Salla Marième Soda Mboup, veuve : «Ces hommes n’ont d’yeux que pour les divorcées et les veuves qui ont une certaine aisance financière»
«Je suis veuve. J’ai perdu mon mari il y a 10 ans, alors que nous avions fait 25 ans de mariage dans le bonheur et la paix. Je n’ai connu que cet homme. Nous avons 4 enfants : 3 filles et 1 garçon. Aujourd’hui, mon projet, ce sont mes enfants, mais pas un homme. Car ces hommes d’aujourd’hui n’ont d’yeux que pour les femmes divorcées et les veuves qui ont une certaine aisance financière pour les entretenir. Mais ce n’est pas de l’amour. D’ailleurs, mon cœur ne peut plus aimer un autre homme. Je n’ai pas de temps pour un homme, vouloir gérer ses caprices, être au petit soin, c’est fini ça. Je fais focus sur ma progéniture et sur ma personne. Bien avant que ce phénomène ne soit viral sur les réseaux sociaux, je le disais tout le temps à mes amies qui venaient de se plaindre souvent des coups bas de leur conjoint ou de leur amant. Je leur disais toujours que mon projet de vie, les hommes n’en font plus partie. Ce n’est parce que je veux être libre, mais ce que je vois maintenant faire les hommes n’est pas du tout rassurant. Ils ne savent plus entretenir une femme, la chérir. ‘’Goor-yii danio beugg lou yombou’’ (Les hommes aiment la facilité). Je le répète, mon projet c’est mes enfants»
Karine Ndiaye, jeune agent marketing : «Si c’est pour avoir du plaisir, il y’a d’autres méthodes»
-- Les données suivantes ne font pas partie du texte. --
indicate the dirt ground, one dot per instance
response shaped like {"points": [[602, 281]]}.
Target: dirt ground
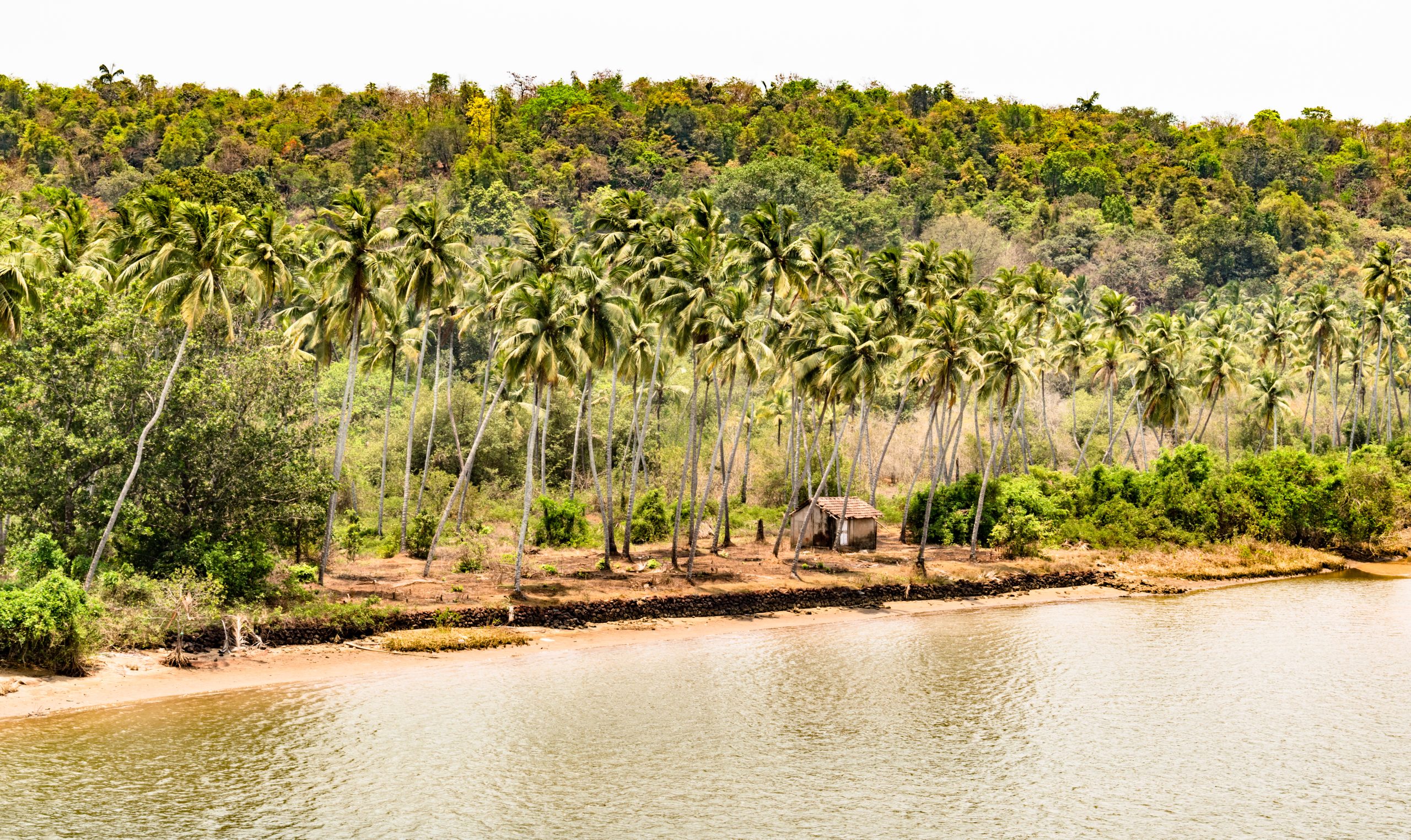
{"points": [[575, 575]]}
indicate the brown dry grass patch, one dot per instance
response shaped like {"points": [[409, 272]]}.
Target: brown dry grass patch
{"points": [[452, 639]]}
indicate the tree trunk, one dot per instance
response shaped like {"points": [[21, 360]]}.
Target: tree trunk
{"points": [[877, 473], [462, 482], [431, 429], [723, 514], [578, 426], [387, 429], [524, 516], [823, 482], [686, 462], [984, 486], [638, 445], [137, 462], [411, 431], [343, 441]]}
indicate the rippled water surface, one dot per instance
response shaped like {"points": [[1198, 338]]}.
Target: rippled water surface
{"points": [[1270, 710]]}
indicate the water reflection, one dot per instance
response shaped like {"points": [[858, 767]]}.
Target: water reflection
{"points": [[1269, 710]]}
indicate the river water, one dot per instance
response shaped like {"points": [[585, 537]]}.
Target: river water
{"points": [[1268, 710]]}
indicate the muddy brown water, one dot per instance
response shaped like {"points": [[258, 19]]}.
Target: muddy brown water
{"points": [[1266, 710]]}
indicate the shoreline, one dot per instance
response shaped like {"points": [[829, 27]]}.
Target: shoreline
{"points": [[127, 678]]}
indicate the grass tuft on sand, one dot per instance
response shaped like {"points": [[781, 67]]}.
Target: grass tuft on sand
{"points": [[452, 639]]}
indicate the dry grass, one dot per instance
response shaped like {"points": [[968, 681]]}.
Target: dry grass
{"points": [[1224, 562], [452, 639]]}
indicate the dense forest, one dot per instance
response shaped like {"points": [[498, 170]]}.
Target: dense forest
{"points": [[235, 325]]}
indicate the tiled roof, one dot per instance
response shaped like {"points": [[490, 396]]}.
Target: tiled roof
{"points": [[857, 509]]}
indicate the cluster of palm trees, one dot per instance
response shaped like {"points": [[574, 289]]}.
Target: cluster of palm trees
{"points": [[769, 320]]}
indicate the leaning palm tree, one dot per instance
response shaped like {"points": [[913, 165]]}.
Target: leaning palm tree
{"points": [[542, 342], [356, 272], [192, 274], [434, 252], [1006, 369], [1269, 397]]}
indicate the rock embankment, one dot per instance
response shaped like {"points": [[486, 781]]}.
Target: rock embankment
{"points": [[308, 632]]}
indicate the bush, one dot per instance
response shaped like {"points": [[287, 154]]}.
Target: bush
{"points": [[49, 624], [419, 532], [40, 555], [561, 524], [240, 567], [651, 520]]}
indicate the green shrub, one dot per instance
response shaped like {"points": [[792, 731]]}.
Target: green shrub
{"points": [[561, 524], [419, 532], [651, 519], [242, 567], [49, 624], [37, 557]]}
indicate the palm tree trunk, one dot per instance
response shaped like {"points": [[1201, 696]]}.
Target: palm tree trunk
{"points": [[137, 462], [686, 462], [387, 428], [524, 516], [916, 473], [578, 426], [462, 482], [823, 481], [608, 541], [723, 516], [543, 439], [431, 429], [984, 486], [638, 445], [343, 441], [877, 472], [411, 431], [1049, 433]]}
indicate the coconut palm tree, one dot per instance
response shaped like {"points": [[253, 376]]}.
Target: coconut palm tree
{"points": [[192, 274], [356, 272], [541, 343], [434, 252], [1269, 397]]}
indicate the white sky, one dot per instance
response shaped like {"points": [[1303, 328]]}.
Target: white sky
{"points": [[1195, 58]]}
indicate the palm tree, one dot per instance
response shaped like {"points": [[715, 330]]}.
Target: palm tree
{"points": [[771, 249], [542, 342], [354, 268], [1270, 394], [192, 274], [1320, 318]]}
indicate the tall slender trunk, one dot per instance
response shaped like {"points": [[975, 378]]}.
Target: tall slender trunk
{"points": [[524, 516], [578, 426], [823, 482], [920, 462], [1049, 433], [137, 462], [638, 445], [431, 429], [343, 442], [984, 486], [387, 429], [877, 472], [411, 431], [723, 514], [608, 541], [688, 456], [462, 482]]}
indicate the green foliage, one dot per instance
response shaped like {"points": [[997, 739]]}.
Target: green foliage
{"points": [[419, 532], [651, 520], [561, 524], [240, 567], [49, 624]]}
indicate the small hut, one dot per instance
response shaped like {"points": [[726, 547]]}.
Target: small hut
{"points": [[855, 531]]}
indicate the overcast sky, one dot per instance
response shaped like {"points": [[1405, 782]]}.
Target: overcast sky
{"points": [[1195, 58]]}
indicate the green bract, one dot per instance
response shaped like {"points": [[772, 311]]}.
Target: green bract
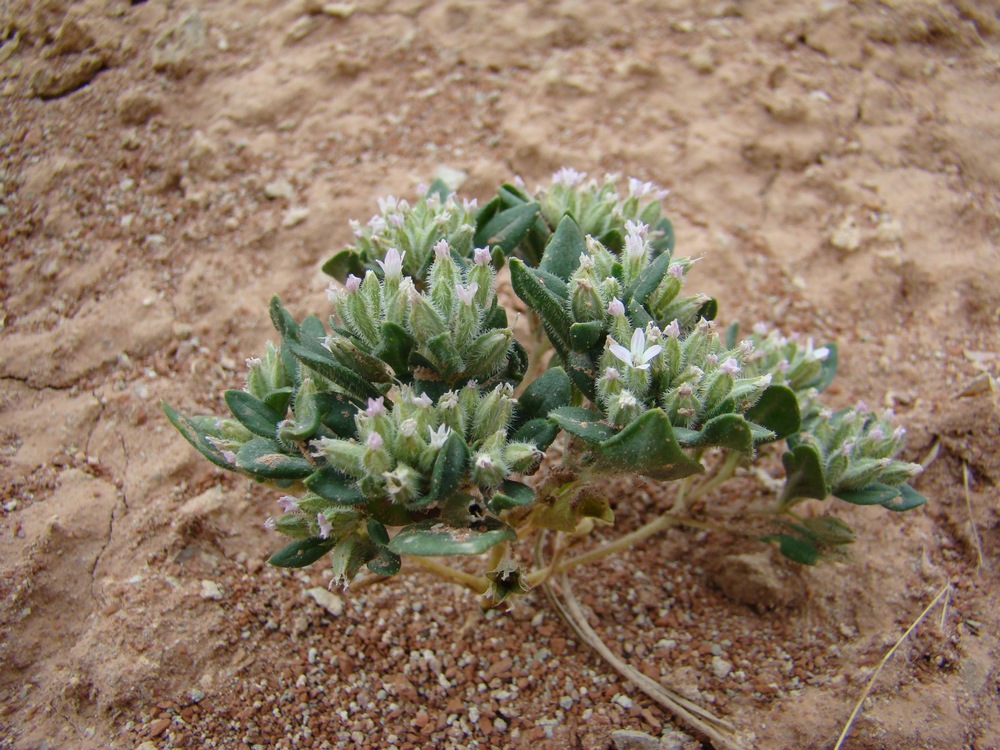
{"points": [[404, 425]]}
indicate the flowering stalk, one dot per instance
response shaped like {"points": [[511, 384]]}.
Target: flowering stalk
{"points": [[394, 433]]}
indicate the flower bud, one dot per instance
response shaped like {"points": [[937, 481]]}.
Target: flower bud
{"points": [[486, 354], [493, 413], [524, 458]]}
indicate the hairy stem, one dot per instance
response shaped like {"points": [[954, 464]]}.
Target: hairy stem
{"points": [[476, 584]]}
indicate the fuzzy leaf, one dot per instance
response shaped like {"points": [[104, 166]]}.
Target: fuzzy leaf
{"points": [[778, 411], [301, 552], [804, 475], [873, 494], [449, 468], [648, 281], [647, 446], [582, 423], [726, 431], [253, 413], [585, 337], [795, 548], [511, 495], [539, 431], [507, 228], [395, 347], [549, 307], [433, 538], [332, 486], [264, 458], [829, 368], [548, 391], [343, 264], [316, 357], [195, 431], [562, 254], [908, 499]]}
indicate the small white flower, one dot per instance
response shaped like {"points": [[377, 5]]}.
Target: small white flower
{"points": [[325, 527], [636, 227], [730, 366], [376, 406], [352, 284], [408, 428], [466, 295], [392, 266], [439, 436], [288, 503], [568, 176], [637, 355], [635, 247]]}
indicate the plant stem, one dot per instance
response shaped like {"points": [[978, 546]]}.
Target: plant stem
{"points": [[476, 584]]}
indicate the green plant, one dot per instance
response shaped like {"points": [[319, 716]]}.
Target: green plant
{"points": [[403, 428], [414, 425]]}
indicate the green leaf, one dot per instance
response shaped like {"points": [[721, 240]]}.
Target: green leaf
{"points": [[253, 413], [647, 446], [395, 347], [317, 358], [511, 495], [873, 494], [828, 369], [582, 371], [343, 264], [385, 563], [562, 254], [433, 538], [778, 411], [337, 412], [804, 476], [439, 188], [264, 458], [283, 322], [548, 391], [449, 468], [507, 228], [725, 431], [908, 499], [446, 357], [332, 486], [582, 423], [196, 434], [301, 552], [585, 337], [550, 309], [795, 548], [539, 431], [349, 555], [648, 281]]}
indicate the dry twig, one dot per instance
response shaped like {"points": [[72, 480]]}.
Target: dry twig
{"points": [[878, 670]]}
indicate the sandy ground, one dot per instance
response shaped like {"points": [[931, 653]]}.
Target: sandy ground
{"points": [[167, 166]]}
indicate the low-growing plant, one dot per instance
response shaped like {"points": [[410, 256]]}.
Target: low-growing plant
{"points": [[415, 425]]}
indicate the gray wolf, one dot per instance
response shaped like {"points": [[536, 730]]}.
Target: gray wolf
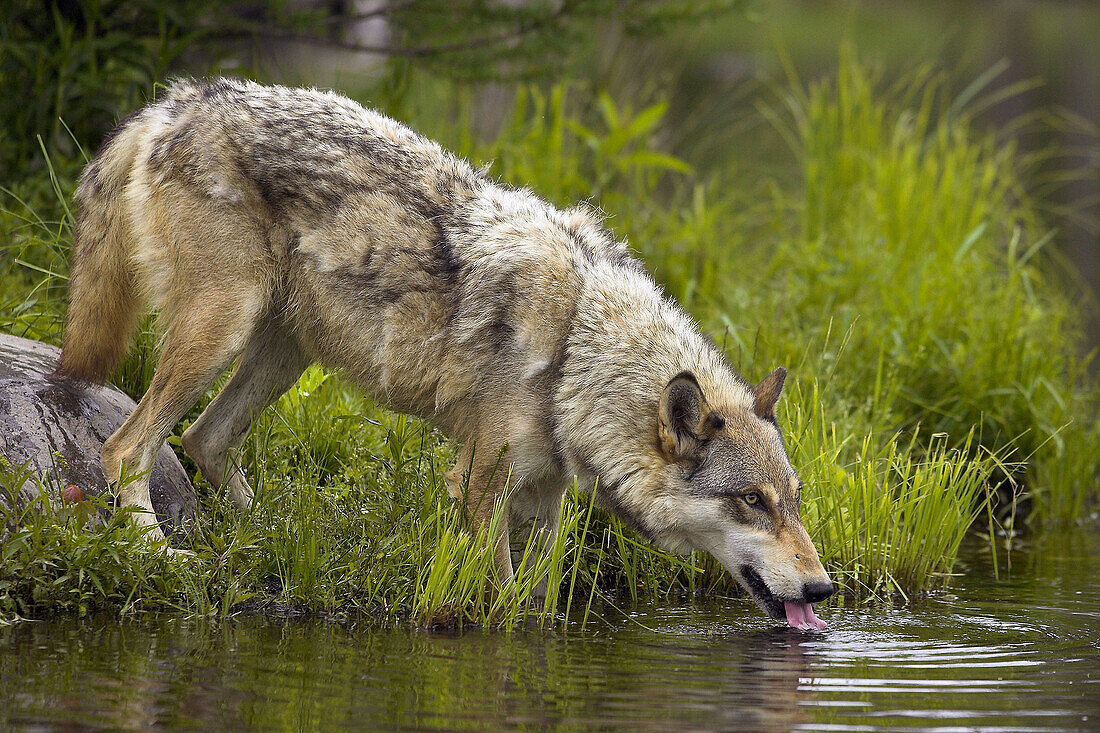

«A quoi cela sert d’avoir un homme dans sa vie si ce n’est que vous créer des problèmes, d’augmenter le stress jusqu’à ce que vous poussiez des cheveux blancs. Si c’est pour avoir du plaisir, il y a d’autres méthodes. D’ailleurs, beaucoup d’hommes ne savent plus faire l’amour. En passant, si c’est pour avoir des enfants, il y a des crèches et des pouponnières. Et mieux, si avoir des enfants c’est pour qu’ils vivent dans la galère, ce n’est pas la peine. Moi, j’ai connu beaucoup d’hommes, mais c’est des trompeurs, des mythomanes, des trafiquants de personnalité. Grâce à mon travail, j’en n’ai vu de toutes les couleurs. C’est pourquoi j’ai décidé de ne plus vivre un chagrin d’amour, de souffrir pour quelqu’un qui ne souffre pas pour moi. Tout ce qui l’intéresse, c’est son argent et sa situation sociale, c’est fini ça ! J’ai gommé les hommes dans ma vie, ils ne sont plus ma préoccupation. Je suis une misandre comme me le rappelle toujours ma seule et unique amie. Je fais focus à 100% sur mon travail qui me donne du plaisir et beaucoup de satisfaction. Avec mon travail, je ne sens pas l’absence ou le manque d’homme à mes côtés. Je vis bien, je n’ai de compte à rendre à personne, si ce n’est à moi-même et parfois à ma mère, la seule qui me comprend d’ailleurs. Avec ces nombreux cas de divorce dont la plus part sont dus à des mariages célébrés en grande pompe qui font long feu, on doit surtout se consacrer à soimême. Maintenant, des femmes indépendantes choisissent de ne pas faire d’un homme le centre du monde, une priorité».